Verstehe nicht so ganz wie ich das lösen soll. Was genau war deine Lösung? G Skill treiber nehmen dafür oder wie meinst?


----------



## Maze0806 (18. Dezember 2018)

Also ich konnte wenn Mystic Light und die G.Skill Software installiert war den RAM über Mystic Light garnicht steuern. Ich habe dann die G.Skill Software deinstalliert und jetzt geht es. Mystic Light hat halt nicht so viele Funktionen wie die Software von G.Skill.
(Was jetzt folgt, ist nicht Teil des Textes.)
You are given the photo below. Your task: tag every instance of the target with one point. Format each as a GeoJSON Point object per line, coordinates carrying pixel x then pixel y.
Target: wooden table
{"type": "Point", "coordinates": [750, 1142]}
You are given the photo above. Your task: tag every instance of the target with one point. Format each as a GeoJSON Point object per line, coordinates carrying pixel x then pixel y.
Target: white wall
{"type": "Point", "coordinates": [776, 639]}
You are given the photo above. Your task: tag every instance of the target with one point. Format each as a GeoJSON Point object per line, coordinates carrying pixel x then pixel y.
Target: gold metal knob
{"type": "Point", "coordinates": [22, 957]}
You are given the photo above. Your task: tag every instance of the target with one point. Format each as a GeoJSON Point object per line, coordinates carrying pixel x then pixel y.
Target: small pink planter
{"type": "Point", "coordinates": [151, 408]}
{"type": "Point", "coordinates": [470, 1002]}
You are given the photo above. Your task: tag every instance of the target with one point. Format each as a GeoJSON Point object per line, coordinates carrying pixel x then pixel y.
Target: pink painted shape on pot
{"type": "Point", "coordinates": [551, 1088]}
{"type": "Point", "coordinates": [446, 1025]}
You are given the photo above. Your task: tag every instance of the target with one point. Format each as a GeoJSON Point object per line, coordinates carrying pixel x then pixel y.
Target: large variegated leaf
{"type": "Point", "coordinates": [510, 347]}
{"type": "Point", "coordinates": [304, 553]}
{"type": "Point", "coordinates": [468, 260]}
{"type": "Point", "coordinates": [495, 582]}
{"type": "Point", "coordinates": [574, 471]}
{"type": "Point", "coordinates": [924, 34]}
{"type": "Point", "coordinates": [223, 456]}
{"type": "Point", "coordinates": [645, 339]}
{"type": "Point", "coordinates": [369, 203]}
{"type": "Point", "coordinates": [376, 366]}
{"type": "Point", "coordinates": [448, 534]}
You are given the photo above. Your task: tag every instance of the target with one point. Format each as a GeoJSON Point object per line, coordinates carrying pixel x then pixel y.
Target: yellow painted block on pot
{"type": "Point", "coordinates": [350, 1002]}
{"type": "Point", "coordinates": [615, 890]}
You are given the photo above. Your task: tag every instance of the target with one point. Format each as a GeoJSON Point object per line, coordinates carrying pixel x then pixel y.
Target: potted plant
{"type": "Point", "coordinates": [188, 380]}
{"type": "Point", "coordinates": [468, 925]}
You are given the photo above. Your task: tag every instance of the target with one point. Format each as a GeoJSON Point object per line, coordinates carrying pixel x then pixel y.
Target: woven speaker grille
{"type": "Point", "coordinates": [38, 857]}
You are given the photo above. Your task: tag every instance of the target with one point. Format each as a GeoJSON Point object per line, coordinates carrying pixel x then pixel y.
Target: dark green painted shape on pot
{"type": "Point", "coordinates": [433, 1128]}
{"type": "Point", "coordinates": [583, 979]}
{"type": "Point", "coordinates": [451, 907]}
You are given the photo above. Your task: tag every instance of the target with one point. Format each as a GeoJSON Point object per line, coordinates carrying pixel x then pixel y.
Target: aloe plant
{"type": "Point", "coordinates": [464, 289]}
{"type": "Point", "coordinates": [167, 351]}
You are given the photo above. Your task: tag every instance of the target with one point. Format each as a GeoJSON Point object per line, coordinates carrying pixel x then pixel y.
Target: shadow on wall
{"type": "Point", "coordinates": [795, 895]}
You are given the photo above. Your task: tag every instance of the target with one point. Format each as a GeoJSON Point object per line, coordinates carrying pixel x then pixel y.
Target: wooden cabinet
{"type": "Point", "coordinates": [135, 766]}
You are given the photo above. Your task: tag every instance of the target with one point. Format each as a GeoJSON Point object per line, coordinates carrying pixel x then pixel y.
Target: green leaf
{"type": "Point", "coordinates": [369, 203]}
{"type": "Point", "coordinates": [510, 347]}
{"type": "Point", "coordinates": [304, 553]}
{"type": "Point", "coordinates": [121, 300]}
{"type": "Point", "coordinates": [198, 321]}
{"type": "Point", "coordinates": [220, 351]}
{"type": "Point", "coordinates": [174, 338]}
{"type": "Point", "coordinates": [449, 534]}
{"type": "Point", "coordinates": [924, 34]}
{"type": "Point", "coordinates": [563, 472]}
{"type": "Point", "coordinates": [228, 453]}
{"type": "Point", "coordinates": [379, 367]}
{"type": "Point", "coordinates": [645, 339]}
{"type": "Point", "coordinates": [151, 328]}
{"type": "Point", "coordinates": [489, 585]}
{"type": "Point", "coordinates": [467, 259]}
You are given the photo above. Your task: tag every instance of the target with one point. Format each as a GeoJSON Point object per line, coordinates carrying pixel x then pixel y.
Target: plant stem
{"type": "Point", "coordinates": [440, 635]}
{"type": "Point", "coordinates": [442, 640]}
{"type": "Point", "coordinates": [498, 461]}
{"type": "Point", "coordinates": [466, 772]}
Ich weiß nicht wie das bei Aura ist.


----------



## Cody_GSK (20. Dezember 2018)

ASUS Aura enthält den vollen Funktionsumfang von Trident Z RGB Control für die LED Steuerung der Module.

Die Konfigurationsmöglichkeiten in Mystic Light werden von MSI mit zukünftigen Updates voraussichtlich noch erweitert.

Ich werde dein Feedback an unsere Softwareentwickler weiter geben.

Gruß

Cody

G.SKILL Deutschland
Tech Support Team


----------



## Diablovr6 (23. Januar 2019)

Hallo zusammen,
ich habe das Problem das nach einem Neustart die Speicher ausgeschaltet sind. Erst über die G-Skill Software kann ich diese wieder einschalten. Komisch ist, dass laut der Software die Speicher eingeschaltet sind. Somit muss ich diese erst ausschalten und dann wieder einschalten.
In MysticLights sind meine Speicher nicht einstellbar als wenn die nicht mit LED versehen wären...


----------



## Cody_GSK (29. Januar 2019)

Hallo

Welches MSI Mainboard verwendest du?

Hattest du Mystic Light, Trident Z RGB Control und eventuell noch andere RGB Software parallel installiert? Generell sollte Mystic Light die Beleuchtungssteuerung der Trident Z RGB unterstützen, je nach Plattform wird jedoch der Hintergrunddienst LightingService von Trident Z RGB Control benötigt, um alle Module ansteuern zu können (die G.SKILL Software muss nur installiert sein, nicht gestartet werden).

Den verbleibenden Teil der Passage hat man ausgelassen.